I just bought a beautiful new decoration for my tank a week ago and it's already loosing some of it's paint. I ordered it from That Pet Place online. It's a beautiful plastic tree man and I paid $30 for this thing. I can't believe the paint is already coming off and leaving ugly white patches underneath. Has anyone else had this problem? I've never had this problem with any of my other decorations unless it was years old and flaked after I scrubbed it.


----------



## dprUsh83 (Sep 11, 2006)

I had one decoration do that once and took it back to PetCo and they exchanged it. Have you tried contacting the company? If it was $30 I would definitely seek replacement or a refund! Also, if it's losing it's color that color is going somewhere, I'd definitely take it out of the tank to play it safe.


----------



## Melissa (Nov 28, 2006)

I would take the decration out of your tank to play it safe.

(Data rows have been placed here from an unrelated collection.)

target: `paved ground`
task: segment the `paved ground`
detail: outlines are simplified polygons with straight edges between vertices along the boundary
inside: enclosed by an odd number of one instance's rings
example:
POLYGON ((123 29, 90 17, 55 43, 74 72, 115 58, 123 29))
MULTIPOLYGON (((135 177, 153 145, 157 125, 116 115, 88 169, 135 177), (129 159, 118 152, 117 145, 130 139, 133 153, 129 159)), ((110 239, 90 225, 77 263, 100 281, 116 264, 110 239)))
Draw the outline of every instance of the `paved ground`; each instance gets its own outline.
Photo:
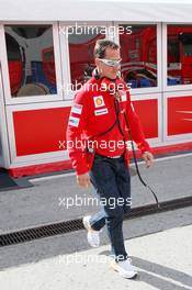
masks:
MULTIPOLYGON (((160 201, 189 197, 191 187, 192 154, 161 158, 155 161, 151 169, 140 172, 144 179, 153 186, 160 201)), ((87 205, 93 197, 93 190, 79 189, 75 175, 49 176, 48 179, 31 181, 34 187, 0 192, 0 234, 21 228, 37 226, 58 221, 82 217, 86 213, 97 211, 95 203, 87 205), (72 198, 72 200, 71 200, 72 198), (75 202, 81 198, 80 205, 64 207, 63 201, 75 202)), ((133 208, 154 203, 154 198, 137 176, 132 178, 133 208)))
MULTIPOLYGON (((144 178, 159 200, 192 194, 192 155, 174 156, 155 163, 144 178)), ((75 176, 49 176, 32 180, 34 187, 0 192, 0 233, 44 223, 81 217, 97 207, 59 207, 59 198, 91 197, 80 190, 75 176)), ((154 199, 132 178, 133 207, 154 199)), ((90 249, 86 231, 0 247, 2 290, 192 290, 192 207, 147 215, 124 222, 126 247, 139 269, 136 280, 125 280, 110 267, 109 239, 101 234, 101 247, 90 249)))
MULTIPOLYGON (((63 255, 0 272, 3 290, 192 289, 192 225, 126 241, 139 276, 110 269, 109 246, 63 255)), ((35 249, 34 249, 35 252, 35 249)))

If its flaking you dont want your fish to eat the flakes that are falling off.


----------



## girlofgod (Aug 22, 2006)

send itback! you should get a refund for a defective product!


----------



## sweetwaterarabians (Nov 1, 2006)

*I hope*

I hope I can. I've already thrown away the receipt because I thought I was keeping it. I took it out and I've sent them a complaint about it. Hopefully, I will hear back from them. It will be expensive to mail back because it's so heavy. Hopefully, they will let me exchange it for something. Scarey to pick something out now because I'll worry about it doing the same thing. How are you to know if the paint will stay on or not?


----------



## Amphitrite (Sep 8, 2006)

Sorry to hear about your problem. The company shouldn't be selling products like that in the first place. Do you have the actual make of the ornament? 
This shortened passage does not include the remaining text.